On Mon, Jan 10, 2011 at 05:52:33PM +0100, Francesc Alted wrote:
> A Monday 10 January 2011 16:47:44 g.plantageneto at runbox.com escrigué:
> > > This looks terribly over complicated. What are you trying to do and
> > > where is the polynomial?
> > 
> > I see, sorry, I'll try to put it more clearly. My computation is
> > something like this: for each time step, I compute the value of some
> > polynomial on all array elements, then I average the results to
> > obtain a single number:
> [clip]
> 
> As others have said, Cython is good option.  Perhaps even easier would 
> be Numexpr, that let's you get nice speed-ups on complex expressions, 
> and as a plus, it lets you use any number of cores that your machine 
> has.
> 
> I've made a small demo (attached) on how Numexpr works based on your 
> polynomial.  Here are my results of running it on a 6-core machine:
> 
> Computing with NumPy with 10^5 elements:
> time spent: 0.0169
> Computing with Numexpr with 10^5 elements:
> time spent for 1 threads: 0.0052 speed-up: 3.22
> time spent for 2 threads: 0.0028 speed-up: 6.11
> time spent for 3 threads: 0.0022 speed-up: 7.82
> time spent for 4 threads: 0.0016 speed-up: 10.26
> time spent for 5 threads: 0.0014 speed-up: 12.31
> time spent for 6 threads: 0.0013 speed-up: 13.35
> 
> Cheers,
> 
> -- 
> Francesc Alted

> import math
> import numpy as np
> from numpy.testing import assert_array_almost_equal
> import numexpr as ne
> from time import time
> 
> N = 1e5  # number of elements in arrays
> NTIMES = 100
> 
> def _dens0(S,T, kernel):
>     """Density of seawater at zero pressure"""
> 
>     # --- Define constants ---
>     a0 = 999.842594
>     a1 =   6.793952e-2
>     a2 =  -9.095290e-3
>     a3 =   1.001685e-4
>     a4 =  -1.120083e-6
>     a5 =   6.536332e-9
> 
>     b0 =   8.24493e-1
>     b1 =  -4.0899e-3
>     b2 =   7.6438e-5
>     b3 =  -8.2467e-7
>     b4 =   5.3875e-9
> 
>     c0 =  -5.72466e-3
>     c1 =   1.0227e-4
>     c2 =  -1.6546e-6
> 
>     d0 =   4.8314e-4
> 
>     # --- Computations ---
>     # Density of pure water
>     if kernel == "numpy":
>         SMOW = a0 + (a1 + (a2 + (a3 + (a4 + a5*T)*T)*T)*T)*T
>         # More temperature polynomials
>         RB = b0 + (b1 + (b2 + (b3 + b4*T)*T)*T)*T
>         RC = c0 + (c1 + c2*T)*T
>         result = SMOW + RB*S + RC*(S**1.5) + d0*S*S
>     elif kernel == "numexpr":
>         SMOW = "a0 + (a1 + (a2 + (a3 + (a4 + a5*T)*T)*T)*T)*T"
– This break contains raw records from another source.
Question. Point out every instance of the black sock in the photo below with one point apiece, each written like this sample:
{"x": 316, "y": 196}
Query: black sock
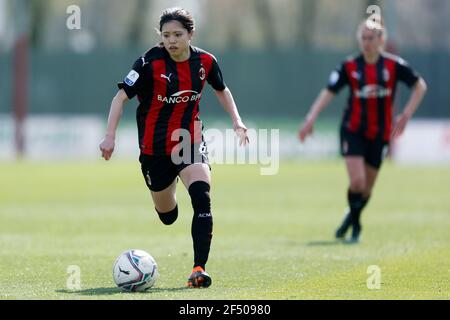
{"x": 202, "y": 222}
{"x": 356, "y": 203}
{"x": 168, "y": 217}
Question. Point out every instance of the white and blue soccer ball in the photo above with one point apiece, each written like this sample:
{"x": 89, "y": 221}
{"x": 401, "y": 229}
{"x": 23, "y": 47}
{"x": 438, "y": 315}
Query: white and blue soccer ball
{"x": 135, "y": 270}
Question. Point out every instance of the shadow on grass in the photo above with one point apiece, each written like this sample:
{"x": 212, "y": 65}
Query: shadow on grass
{"x": 115, "y": 290}
{"x": 323, "y": 243}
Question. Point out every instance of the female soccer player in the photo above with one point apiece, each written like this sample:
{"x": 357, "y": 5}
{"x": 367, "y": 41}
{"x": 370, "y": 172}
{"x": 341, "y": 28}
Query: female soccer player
{"x": 168, "y": 81}
{"x": 366, "y": 128}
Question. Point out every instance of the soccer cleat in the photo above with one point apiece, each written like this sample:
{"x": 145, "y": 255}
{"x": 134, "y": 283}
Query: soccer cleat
{"x": 340, "y": 233}
{"x": 199, "y": 278}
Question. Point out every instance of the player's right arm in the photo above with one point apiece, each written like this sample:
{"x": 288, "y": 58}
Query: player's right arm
{"x": 115, "y": 113}
{"x": 322, "y": 101}
{"x": 337, "y": 80}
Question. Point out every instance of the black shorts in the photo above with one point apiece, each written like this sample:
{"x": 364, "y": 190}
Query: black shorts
{"x": 355, "y": 144}
{"x": 160, "y": 171}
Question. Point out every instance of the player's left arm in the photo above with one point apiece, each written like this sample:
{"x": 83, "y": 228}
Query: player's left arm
{"x": 417, "y": 94}
{"x": 226, "y": 100}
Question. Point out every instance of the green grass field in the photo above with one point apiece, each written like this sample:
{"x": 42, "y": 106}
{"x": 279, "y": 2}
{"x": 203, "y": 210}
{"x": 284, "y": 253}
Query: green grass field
{"x": 273, "y": 235}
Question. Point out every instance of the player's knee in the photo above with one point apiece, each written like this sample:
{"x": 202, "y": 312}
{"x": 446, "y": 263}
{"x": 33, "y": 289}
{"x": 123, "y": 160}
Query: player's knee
{"x": 358, "y": 184}
{"x": 168, "y": 217}
{"x": 199, "y": 192}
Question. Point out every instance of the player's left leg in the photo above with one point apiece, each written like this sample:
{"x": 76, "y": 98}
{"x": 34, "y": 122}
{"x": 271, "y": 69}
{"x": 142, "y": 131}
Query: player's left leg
{"x": 373, "y": 158}
{"x": 197, "y": 179}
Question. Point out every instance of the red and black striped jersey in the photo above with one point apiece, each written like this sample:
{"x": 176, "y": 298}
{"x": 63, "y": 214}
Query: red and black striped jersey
{"x": 372, "y": 91}
{"x": 169, "y": 93}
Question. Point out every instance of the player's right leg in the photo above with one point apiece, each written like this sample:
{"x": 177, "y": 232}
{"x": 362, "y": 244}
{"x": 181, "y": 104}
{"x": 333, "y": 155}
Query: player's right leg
{"x": 356, "y": 170}
{"x": 353, "y": 150}
{"x": 161, "y": 178}
{"x": 166, "y": 203}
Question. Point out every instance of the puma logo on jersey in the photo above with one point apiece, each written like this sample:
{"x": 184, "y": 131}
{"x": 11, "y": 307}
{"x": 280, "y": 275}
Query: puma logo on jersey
{"x": 356, "y": 75}
{"x": 166, "y": 77}
{"x": 143, "y": 61}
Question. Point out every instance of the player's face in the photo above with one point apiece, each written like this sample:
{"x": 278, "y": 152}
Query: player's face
{"x": 176, "y": 38}
{"x": 370, "y": 42}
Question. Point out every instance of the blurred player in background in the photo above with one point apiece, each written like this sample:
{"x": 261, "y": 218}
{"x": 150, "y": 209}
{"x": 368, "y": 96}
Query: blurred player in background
{"x": 168, "y": 80}
{"x": 367, "y": 128}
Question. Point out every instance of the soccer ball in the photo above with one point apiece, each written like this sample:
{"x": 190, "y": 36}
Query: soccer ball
{"x": 135, "y": 270}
>         # More temperature polynomials
>         RB = "b0 + (b1 + (b2 + (b3 + b4*T)*T)*T)*T"
>         RC = "c0 + (c1 + c2*T)*T"
>         poly = "(%s) + (%s)*S + (%s)*(S**1.5) + (d0*S*S)" %  (SMOW, RB, RC)
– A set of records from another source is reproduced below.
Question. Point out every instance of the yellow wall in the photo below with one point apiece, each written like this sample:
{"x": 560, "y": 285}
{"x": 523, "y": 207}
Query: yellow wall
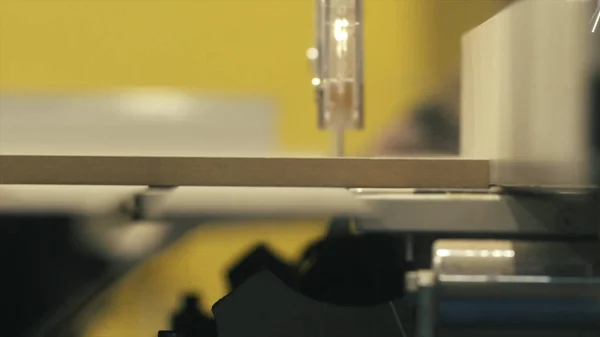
{"x": 235, "y": 46}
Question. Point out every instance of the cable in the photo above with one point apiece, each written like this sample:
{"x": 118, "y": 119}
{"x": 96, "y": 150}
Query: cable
{"x": 398, "y": 321}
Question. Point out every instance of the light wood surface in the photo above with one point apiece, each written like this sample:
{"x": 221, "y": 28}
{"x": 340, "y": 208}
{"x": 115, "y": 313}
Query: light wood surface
{"x": 209, "y": 171}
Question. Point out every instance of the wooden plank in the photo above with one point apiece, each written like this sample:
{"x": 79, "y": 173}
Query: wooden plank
{"x": 209, "y": 171}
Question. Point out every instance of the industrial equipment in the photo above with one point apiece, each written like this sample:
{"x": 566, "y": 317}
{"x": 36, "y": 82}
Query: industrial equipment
{"x": 501, "y": 241}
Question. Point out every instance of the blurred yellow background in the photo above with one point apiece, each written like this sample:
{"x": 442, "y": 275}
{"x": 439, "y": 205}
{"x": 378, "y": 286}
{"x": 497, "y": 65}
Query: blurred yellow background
{"x": 242, "y": 47}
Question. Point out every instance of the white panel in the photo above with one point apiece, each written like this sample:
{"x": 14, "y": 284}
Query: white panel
{"x": 525, "y": 82}
{"x": 149, "y": 122}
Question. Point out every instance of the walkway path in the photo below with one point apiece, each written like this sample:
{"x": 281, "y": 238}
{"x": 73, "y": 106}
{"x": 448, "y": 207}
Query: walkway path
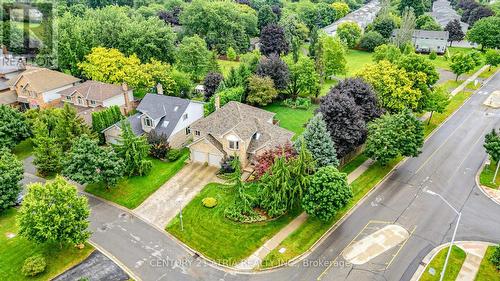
{"x": 162, "y": 205}
{"x": 255, "y": 259}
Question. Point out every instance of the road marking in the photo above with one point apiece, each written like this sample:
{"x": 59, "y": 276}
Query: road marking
{"x": 442, "y": 144}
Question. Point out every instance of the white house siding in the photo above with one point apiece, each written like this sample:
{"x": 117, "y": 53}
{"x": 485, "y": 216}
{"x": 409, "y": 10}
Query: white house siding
{"x": 54, "y": 94}
{"x": 195, "y": 111}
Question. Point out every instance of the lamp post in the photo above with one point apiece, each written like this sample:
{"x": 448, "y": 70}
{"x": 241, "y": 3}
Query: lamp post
{"x": 454, "y": 232}
{"x": 179, "y": 201}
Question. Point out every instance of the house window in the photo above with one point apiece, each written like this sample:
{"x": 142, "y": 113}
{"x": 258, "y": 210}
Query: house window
{"x": 234, "y": 145}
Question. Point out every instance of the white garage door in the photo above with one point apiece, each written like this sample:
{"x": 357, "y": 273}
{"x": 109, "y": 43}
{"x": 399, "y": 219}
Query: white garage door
{"x": 214, "y": 160}
{"x": 198, "y": 156}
>         result = ne.evaluate(poly)
>     else:
>         raise ValueError, "Unsupported kernel"
> 
>     return result
> 
> S = np.random.rand(N)
> R = np.random.rand(N)
> 
> print "Computing with NumPy:"
> t0 = time()
> for i in range(NTIMES):
>     r1 = _dens0(S, R, "numpy")
> tnp = (time()-t0) / NTIMES
> print "time spent: %.4f" % tnp
> 
> print "Computing with Numexpr with 10^%d elements:" % int(math.log10(N))
> for nthreads in range(1, ne.ncores+1):
>     ne.set_num_threads(nthreads)
>     t0 = time()
>     for i in range(NTIMES):
>         r2 = _dens0(S, R, "numexpr")
>     tne = (time()-t0) / NTIMES
>     print "time spent for %d threads: %.4f" % (nthreads, tne),
>     print "speed-up: %.2f" % (tnp / tne)
> 
> assert_array_almost_equal(r1, r2, 15, "Arrays are not equal")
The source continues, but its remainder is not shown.